Non che le prove archeologiche di Jamestown siano fuori discussione. Alcuni archeologi sostengono che è quasi impossibile uscire con gli artefatti di Jamestown o differenziare i detriti dei coloni fondatori da ciò che gli arrivi successivi hanno lasciato alle spalle. L'archeologo in pensione Ivor Noël Hume, ex direttore dell'archeologia del vicino Colonial Williamsburg, nota che il forte fu occupato fino al 1620 e fu ricostruito più volte. "È difficile individuare ciò che i coloni originali hanno portato con sé e ciò che è venuto dopo", dice.

Ma Kelso e Straube affermano di poter datare con precisione la maggior parte dei manufatti e trarre conclusioni ragionevoli su quando alcune strutture furono costruite e abbandonate. "Se troviamo un pezzo di ceramica rotta in un pozzo della spazzatura e un altro pezzo della stessa nave in un pozzo vicino", spiega Straube, "sappiamo che queste due strutture esistevano allo stesso tempo". Inoltre, dice, l'aspetto di alcuni articoli importati dal Portogallo, dalla Spagna o dalla Germania indicano un periodo dopo che la Virginia Company perse il suo statuto nel 1624 e la gestione della colonia fu affidata alla Corona inglese. "È davvero un Jamestown diverso nel periodo successivo", dice.

Alcuni storici hanno ancora i loro dubbi. "Quello che stanno trovando potrebbe richiedere un adattamento alle opinioni degli storici basandosi esclusivamente su documenti", ammette Morgan di Yale. Ma la reputazione di Jamestown come un fallimento sarà difficile da scuotere, aggiunge: “Ci vorranno molto più di mezzo milione di artefatti per dimostrare che la Virginia Company ha imparato dai suoi errori e l'ha provata nelle colonie “.

Kelso è convinto che molto più storia coloniale sia sepolta nel suolo dell'isola. Durante la stagione di scavo del 2004, gli escavatori hanno scoperto l'impronta di un edificio lungo e stretto all'interno del forte. La presenza di oggetti in vetro insolitamente fantasiosi e pezzi di porcellana cinese sepolti all'interno suggerisce a Straube che era un luogo di ristorazione di alto stile e divertente, forse la casa del governatore, che documenti scritti indicano che fu costruita nel 1611. Nella cantina di un'altra struttura, uno studente volontario ha scoperto bottiglie di vino, intatte ma vuote, che si ritiene risalgano alla fine del 1600, quando Jamestown prosperava come centro per il tabacco e il commercio.
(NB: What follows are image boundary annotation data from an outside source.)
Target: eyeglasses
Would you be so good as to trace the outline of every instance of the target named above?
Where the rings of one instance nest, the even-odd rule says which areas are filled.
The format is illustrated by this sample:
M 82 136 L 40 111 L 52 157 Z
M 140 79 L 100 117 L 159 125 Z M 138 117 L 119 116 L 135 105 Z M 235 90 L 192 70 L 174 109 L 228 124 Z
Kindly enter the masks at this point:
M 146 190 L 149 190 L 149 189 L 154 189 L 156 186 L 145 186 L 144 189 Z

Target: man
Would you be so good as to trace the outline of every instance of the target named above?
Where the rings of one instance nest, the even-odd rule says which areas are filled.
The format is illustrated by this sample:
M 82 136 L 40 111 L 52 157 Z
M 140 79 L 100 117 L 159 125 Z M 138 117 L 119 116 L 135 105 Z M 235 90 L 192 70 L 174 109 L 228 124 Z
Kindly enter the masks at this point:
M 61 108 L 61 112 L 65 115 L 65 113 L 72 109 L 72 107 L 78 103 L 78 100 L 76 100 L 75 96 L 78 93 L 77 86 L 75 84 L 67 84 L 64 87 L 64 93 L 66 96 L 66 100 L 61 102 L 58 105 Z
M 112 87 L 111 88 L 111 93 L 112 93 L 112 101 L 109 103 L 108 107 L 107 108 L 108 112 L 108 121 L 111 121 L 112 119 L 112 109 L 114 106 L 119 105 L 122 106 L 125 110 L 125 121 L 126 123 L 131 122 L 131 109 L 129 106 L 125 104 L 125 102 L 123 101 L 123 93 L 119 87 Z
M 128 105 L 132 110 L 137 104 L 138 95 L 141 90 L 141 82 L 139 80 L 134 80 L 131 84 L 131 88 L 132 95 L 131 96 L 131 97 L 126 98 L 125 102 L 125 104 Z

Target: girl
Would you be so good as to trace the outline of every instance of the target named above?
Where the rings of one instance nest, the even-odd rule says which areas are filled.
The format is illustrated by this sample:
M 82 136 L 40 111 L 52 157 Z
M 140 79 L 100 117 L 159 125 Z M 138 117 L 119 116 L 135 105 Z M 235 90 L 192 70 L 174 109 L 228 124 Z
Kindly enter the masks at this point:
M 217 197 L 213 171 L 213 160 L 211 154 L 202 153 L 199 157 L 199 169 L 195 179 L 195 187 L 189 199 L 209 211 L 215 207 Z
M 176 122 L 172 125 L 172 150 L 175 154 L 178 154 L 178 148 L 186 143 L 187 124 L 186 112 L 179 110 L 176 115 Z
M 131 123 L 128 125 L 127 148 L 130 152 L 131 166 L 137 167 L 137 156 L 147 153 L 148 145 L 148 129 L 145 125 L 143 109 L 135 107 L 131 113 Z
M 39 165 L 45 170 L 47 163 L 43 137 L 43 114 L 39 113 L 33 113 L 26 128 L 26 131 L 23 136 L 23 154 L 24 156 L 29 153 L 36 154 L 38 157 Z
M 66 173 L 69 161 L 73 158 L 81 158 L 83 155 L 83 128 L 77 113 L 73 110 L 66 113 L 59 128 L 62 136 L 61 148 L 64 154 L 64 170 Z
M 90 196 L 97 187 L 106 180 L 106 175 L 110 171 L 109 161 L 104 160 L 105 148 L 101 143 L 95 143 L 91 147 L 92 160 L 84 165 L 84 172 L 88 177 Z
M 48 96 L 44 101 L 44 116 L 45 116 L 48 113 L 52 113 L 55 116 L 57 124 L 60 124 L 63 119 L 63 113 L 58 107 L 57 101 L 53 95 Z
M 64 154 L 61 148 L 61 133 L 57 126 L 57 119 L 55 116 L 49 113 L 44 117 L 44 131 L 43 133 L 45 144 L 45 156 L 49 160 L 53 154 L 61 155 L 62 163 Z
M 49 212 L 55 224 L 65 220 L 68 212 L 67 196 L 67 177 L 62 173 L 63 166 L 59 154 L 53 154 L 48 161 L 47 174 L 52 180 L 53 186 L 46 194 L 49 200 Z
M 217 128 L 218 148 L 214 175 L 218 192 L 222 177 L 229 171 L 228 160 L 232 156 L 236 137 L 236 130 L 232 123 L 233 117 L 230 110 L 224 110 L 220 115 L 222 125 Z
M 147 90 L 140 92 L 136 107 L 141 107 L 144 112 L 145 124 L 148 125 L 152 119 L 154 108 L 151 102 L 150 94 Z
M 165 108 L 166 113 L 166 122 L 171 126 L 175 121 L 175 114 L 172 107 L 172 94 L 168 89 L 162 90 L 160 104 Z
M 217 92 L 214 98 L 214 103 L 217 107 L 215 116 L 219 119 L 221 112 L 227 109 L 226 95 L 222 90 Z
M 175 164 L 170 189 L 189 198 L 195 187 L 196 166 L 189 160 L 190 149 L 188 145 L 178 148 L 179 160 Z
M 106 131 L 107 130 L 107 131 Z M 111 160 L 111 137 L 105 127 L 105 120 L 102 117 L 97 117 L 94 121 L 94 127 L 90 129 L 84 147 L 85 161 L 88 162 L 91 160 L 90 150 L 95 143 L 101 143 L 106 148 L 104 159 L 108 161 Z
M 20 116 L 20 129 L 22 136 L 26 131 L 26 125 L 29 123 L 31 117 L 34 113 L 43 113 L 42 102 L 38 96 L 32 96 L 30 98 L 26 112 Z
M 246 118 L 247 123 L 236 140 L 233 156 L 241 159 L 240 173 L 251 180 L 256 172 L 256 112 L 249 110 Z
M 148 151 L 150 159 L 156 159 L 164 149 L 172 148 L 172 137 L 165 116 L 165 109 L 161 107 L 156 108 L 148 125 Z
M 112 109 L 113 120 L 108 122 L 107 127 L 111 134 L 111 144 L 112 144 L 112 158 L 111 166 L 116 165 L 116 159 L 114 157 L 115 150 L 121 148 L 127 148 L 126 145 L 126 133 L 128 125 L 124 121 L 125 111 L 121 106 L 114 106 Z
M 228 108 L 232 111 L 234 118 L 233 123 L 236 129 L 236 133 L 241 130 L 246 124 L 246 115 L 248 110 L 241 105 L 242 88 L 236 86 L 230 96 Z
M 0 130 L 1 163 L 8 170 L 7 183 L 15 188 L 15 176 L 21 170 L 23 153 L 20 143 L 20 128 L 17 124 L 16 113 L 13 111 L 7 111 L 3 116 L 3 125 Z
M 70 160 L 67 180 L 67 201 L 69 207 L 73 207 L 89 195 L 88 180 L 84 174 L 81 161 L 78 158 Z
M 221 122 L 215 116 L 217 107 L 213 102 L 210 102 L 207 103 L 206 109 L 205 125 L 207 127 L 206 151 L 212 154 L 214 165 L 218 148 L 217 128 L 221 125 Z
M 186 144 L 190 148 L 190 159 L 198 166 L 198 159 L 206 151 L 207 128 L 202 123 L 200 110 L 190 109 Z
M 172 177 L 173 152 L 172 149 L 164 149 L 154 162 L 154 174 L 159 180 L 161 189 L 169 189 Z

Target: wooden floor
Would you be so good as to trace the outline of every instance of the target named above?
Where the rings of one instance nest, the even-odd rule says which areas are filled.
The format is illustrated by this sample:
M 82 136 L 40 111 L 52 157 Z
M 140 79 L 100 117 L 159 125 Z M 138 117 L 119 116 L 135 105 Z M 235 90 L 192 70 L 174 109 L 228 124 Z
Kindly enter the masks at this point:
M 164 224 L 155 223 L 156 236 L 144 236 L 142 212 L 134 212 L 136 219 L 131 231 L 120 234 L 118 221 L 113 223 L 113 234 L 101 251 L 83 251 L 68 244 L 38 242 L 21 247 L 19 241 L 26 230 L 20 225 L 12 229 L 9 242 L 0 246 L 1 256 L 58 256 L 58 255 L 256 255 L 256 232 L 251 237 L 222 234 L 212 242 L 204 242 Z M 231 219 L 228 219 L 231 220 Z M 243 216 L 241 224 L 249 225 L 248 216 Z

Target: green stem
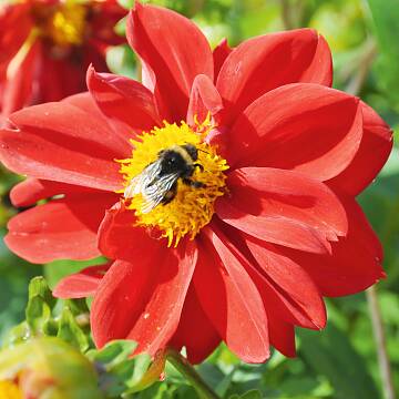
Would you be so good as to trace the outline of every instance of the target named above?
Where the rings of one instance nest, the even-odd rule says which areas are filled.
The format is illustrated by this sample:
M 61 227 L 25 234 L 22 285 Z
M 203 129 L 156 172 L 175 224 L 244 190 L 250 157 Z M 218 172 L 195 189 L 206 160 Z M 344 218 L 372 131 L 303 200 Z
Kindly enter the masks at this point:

"C'erano signori a Jamestown?" Dice Kelso. "Ovviamente. E alcuni di loro erano pigri e incompetenti. Ma non tutto. La prova della questione è che l'insediamento è sopravvissuto ed è sopravvissuto perché le persone hanno persistito e sacrificato ”. E ciò che è iniziato come un insediamento inglese si è gradualmente evoluto in qualcosa di diverso, qualcosa di nuovo. “Guardi su e giù per il fiume mentre l'insediamento si espande e scopri che non è come l'Inghilterra. Le case sono diverse: le città, l'agricoltura, il commercio. Stavano davvero gettando le radici della società americana ". Nonostante l'agonia, la tragedia e tutti i passi falsi, dice Kelso, " è qui che è iniziata l'America moderna ".